Democratic Party to propose attitude bill on currency market crisis
The Democratic Party from Moldova (PDM) has drafted and plans to set for debate an attitude bill as to the crisis situation on the currency market, at the first sitting of the fall-winter session of the Parliament. The party leader, Dumitru Diacov, will also ask to dismiss the Governor of the National Bank, he said at a news conference on Monday.
Diacov accuses the Central Bank of Moldova of promoting a monetary policy leading to impoverishing the population and to bankrupting the local producers.
“The Moldovan businessmen are in great difficulty because of the depreciation of the foreign currency, having to announce their bankruptcy till the end of the year,” Dumitru Diacov stated.
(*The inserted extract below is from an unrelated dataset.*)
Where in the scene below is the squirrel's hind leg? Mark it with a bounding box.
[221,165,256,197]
The bill's authors ask the Government and the Central Bank to urgently take measures to counter the inflation in the interest of the local producers and to curtail the rise of prices of first-need products.
The Democratic leader, the Government and the Central Bank are summoned to develop measures meant to discourage the entrance of speculative capital from abroad on the local market, within 30 days.
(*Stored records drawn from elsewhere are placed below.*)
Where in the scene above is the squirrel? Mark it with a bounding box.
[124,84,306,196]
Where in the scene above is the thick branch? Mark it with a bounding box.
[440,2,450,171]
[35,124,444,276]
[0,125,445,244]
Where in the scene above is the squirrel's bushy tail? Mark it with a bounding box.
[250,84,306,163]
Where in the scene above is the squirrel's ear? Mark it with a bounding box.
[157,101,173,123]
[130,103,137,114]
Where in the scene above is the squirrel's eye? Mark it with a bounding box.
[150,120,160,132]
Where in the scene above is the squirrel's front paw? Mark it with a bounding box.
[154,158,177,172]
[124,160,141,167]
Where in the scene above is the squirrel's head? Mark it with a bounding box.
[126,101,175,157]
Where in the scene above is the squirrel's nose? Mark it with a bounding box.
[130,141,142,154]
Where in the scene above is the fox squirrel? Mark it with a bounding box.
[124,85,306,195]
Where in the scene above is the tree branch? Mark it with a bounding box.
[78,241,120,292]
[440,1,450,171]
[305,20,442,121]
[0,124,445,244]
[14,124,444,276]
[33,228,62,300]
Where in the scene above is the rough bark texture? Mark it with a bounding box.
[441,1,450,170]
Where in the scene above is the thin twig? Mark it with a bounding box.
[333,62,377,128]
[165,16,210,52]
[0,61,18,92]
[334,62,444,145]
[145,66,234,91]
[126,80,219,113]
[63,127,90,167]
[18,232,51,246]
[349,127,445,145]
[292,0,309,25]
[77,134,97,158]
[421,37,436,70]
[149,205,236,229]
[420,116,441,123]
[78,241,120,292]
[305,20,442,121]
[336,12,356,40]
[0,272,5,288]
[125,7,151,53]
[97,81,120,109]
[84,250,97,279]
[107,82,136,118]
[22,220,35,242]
According to the bill, in addition to the demand to dismiss C-Bank's Governor Leonid Talmaci, the PDM asks the Economy Minister Igor Dodon to clear out the causes of the crisis in the national economy and strengthen his team with competent specialists.
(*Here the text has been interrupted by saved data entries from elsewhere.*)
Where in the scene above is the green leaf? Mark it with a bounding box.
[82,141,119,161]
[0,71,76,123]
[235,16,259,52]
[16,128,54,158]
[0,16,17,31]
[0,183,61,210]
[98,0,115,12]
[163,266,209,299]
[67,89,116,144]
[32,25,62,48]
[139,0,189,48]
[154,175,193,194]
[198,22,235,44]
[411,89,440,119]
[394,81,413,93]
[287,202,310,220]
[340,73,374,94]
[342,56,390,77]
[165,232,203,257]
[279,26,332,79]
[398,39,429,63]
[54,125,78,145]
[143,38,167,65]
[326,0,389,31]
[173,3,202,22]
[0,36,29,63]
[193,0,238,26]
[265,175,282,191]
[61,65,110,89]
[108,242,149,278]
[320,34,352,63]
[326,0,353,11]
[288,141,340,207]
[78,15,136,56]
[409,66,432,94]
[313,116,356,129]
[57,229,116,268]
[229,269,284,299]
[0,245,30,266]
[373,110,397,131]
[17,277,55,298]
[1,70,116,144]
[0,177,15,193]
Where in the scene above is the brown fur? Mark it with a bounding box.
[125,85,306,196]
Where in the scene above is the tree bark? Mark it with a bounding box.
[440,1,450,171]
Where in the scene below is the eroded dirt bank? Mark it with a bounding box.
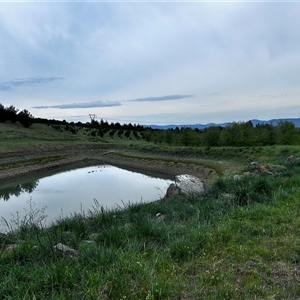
[0,150,219,183]
[100,154,218,183]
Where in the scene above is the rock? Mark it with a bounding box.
[81,240,97,245]
[248,161,259,169]
[155,213,166,221]
[220,193,235,201]
[165,183,181,198]
[243,171,251,176]
[54,243,78,258]
[232,174,243,181]
[175,174,206,195]
[285,155,297,163]
[164,174,206,198]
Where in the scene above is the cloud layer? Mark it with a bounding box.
[0,77,64,91]
[129,95,193,102]
[0,2,299,124]
[33,100,121,109]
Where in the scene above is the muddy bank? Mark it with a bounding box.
[0,156,90,182]
[0,152,219,184]
[100,154,218,183]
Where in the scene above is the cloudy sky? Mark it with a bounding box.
[0,1,300,125]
Diacov argues the need to dismiss Leonid Talmaci by the fact that he subordinates to the Government. “He's a tool of the Government seeking for cheap money, money obtained from the people working abroad and exchange currency on the Moldovan market,” Dumitru Diacov said.
According to the parliamentarian, the National Bank should have a more flexible position and should avoid the danger of turning Moldova to a country living only on remittances.
15 votes are necessary to set up a attitude bill in the Parliament, the PDM's draft has been already signed by 11 MPs.